Why we all love roses – inspiration, choices and maintenance
Well if an image does it then the image below of my somewhat neglected garden last week hopefully does. There are climbers, ramblers, standards and shrub roses in here, and these have been largely left to their own devices for the last 18 months, so please don’t think roses are a lot of effort – they really aren’t!
Roses were my first inspiration into gardens – the excitement of being given a miniature rose of my own when aged about 11, with tiny flowers that changed colour as they opened – I was hooked! The rose was “Baby masquerade” and it is a still a good one when you have little space – it will sit in a tiny pot on a patio and all you have to do is water it.
Many people dislike roses as they are used to seeing serried ranks of thorny sticks in winter in public parks – and the idea of a “rose bed” is pretty foreign to me, as they are dull for a fair chunk of the year, and lack interest in winter in particular. However, tucked in with other planting, or climbing up a wall, pergola or tree, and they really add a dimension that almost nothing else can.
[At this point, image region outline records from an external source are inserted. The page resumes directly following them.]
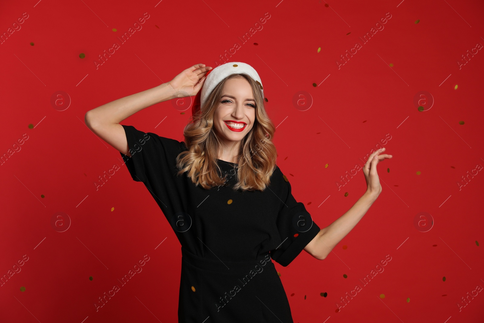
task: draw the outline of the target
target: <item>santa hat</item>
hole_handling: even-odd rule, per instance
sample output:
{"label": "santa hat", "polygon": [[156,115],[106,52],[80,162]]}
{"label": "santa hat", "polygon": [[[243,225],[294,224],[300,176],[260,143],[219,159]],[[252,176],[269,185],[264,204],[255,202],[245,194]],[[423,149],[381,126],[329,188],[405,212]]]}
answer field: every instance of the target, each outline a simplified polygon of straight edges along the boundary
{"label": "santa hat", "polygon": [[254,79],[259,85],[262,94],[264,90],[262,82],[257,72],[248,64],[240,62],[232,62],[220,65],[215,68],[210,70],[205,74],[205,80],[201,91],[198,91],[195,96],[195,99],[192,106],[192,114],[195,115],[200,112],[201,107],[205,103],[207,98],[213,91],[217,85],[230,74],[248,74]]}

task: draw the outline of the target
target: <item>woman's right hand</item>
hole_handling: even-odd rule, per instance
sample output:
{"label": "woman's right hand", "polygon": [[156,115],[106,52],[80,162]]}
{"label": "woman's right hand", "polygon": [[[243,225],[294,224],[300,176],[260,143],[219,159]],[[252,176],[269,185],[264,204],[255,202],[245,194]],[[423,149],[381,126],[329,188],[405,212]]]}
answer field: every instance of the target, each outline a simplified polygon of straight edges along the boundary
{"label": "woman's right hand", "polygon": [[196,95],[203,86],[207,72],[212,69],[205,64],[197,64],[183,71],[168,82],[175,97]]}

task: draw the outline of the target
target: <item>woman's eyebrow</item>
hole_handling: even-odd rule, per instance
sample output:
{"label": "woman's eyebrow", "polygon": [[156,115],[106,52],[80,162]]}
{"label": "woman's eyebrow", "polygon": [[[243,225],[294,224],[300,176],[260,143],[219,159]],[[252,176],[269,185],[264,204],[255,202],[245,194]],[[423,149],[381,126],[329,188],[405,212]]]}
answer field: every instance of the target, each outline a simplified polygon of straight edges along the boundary
{"label": "woman's eyebrow", "polygon": [[[232,95],[227,95],[227,94],[226,94],[226,95],[222,95],[222,97],[224,97],[224,96],[227,96],[227,97],[229,97],[229,98],[231,98],[232,99],[233,99],[234,100],[236,100],[235,97],[235,96],[232,96]],[[245,99],[245,101],[253,101],[254,102],[256,102],[256,100],[254,100],[254,99]]]}

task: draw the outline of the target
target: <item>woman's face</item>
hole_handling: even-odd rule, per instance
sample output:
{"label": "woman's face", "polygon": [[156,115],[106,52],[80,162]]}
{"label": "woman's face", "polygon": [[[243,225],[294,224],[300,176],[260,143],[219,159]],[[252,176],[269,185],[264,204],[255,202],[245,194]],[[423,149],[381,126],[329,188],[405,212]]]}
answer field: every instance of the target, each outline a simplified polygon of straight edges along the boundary
{"label": "woman's face", "polygon": [[213,126],[218,138],[231,149],[254,126],[256,102],[252,88],[243,77],[227,80],[222,95],[213,116]]}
I simply look for colours I like, either at the shows, in other people’s gardens or online catalogues. I highly recommend looking at the David Austin website for a great selection of wonderful options.
I then prioritise a) good scent and b) repeat flowering. My mother, (now 93 and still advising me on all matters gardening), always said she wouldn’t make house room for a rose without a scent as there will always be one similar that has one. She has, in her collection of several hundred varieties, made a very few exceptions, but it is a good rule of thumb for starters.
In general roses are easy – choose “Shrub roses” for the middle of beds – like the ones below. In the foreground is “For your eyes only” and the white in the background is I think “Margaret Merril”. Although these are in my garden, I have only recently moved there and didn’t plant them all so can’t be sure! You can see there are other plants all around them and they fill the space with scent and colour at this time of year.
Climbers do the obvious -although we usually divide into “Ramblers” and “Climbers”. Below is a rambler called “Wedding day”, a gorgeous scented rose with prominent yellow stamens covering the wall. Ramblers typically have clusters of smaller flowers, can broadly cling on without much help (although some wiring may be needed) and usually only flower once. Hence this one is run up with a wisteria to extend the period of interest.
‘Climbers’ are more commonly larger flowered, may be repeat flowering, and will definitely need support to climb. Below is “James Galway”, a personal favourite. This is repeat flowering, but is again paired with another climber for maximum impact – in this case “Clematis Jackmanii”.
Standards are not really my thing – they are typically roses grafted onto a tall upright, and whilst they can be very effective in cottage gardens, I prefer roses to be allowed to get to the large sizes they mostly should be and to put on their glorious show for us that way. They can look good when supported by an umbrella type support like this one “Giverny Rose”, but I personally think the only benefit of this to be that it gives you more space underneath to plant in, so it might be good in a small garden.
For me, if I want height in the garden, I would prefer a full climber grown up a pillar, arch or trellis – but the neat controlled form of the standards does appeal for tiny front gardens in particular.
Nothing is more written about than pruning of roses so I wont repeat it here, apart from to say don’t worry about it too much. Most are tough as old boots. If you have time to look it up then do it as suggested, but largely aim to prune once a year, either at the end of the autumn as they become dormant, or just after the last frost as they spring back to life. Follow the guides or just chop out what looks messy and is in your way. You pretty much can’t overdo it so feel free to be bold.
Roses LOVE rich organic feed so if you can get well rotted horse manure and spread it around them, or even better plant with a load, they will pay you back in flowers.
Last of all, invest in a lovely rose bowl to show them off- there is simply nothing more pleasing than having your own roses in a bowl in your home, and if you select a good range you can have this for a long period of the summer!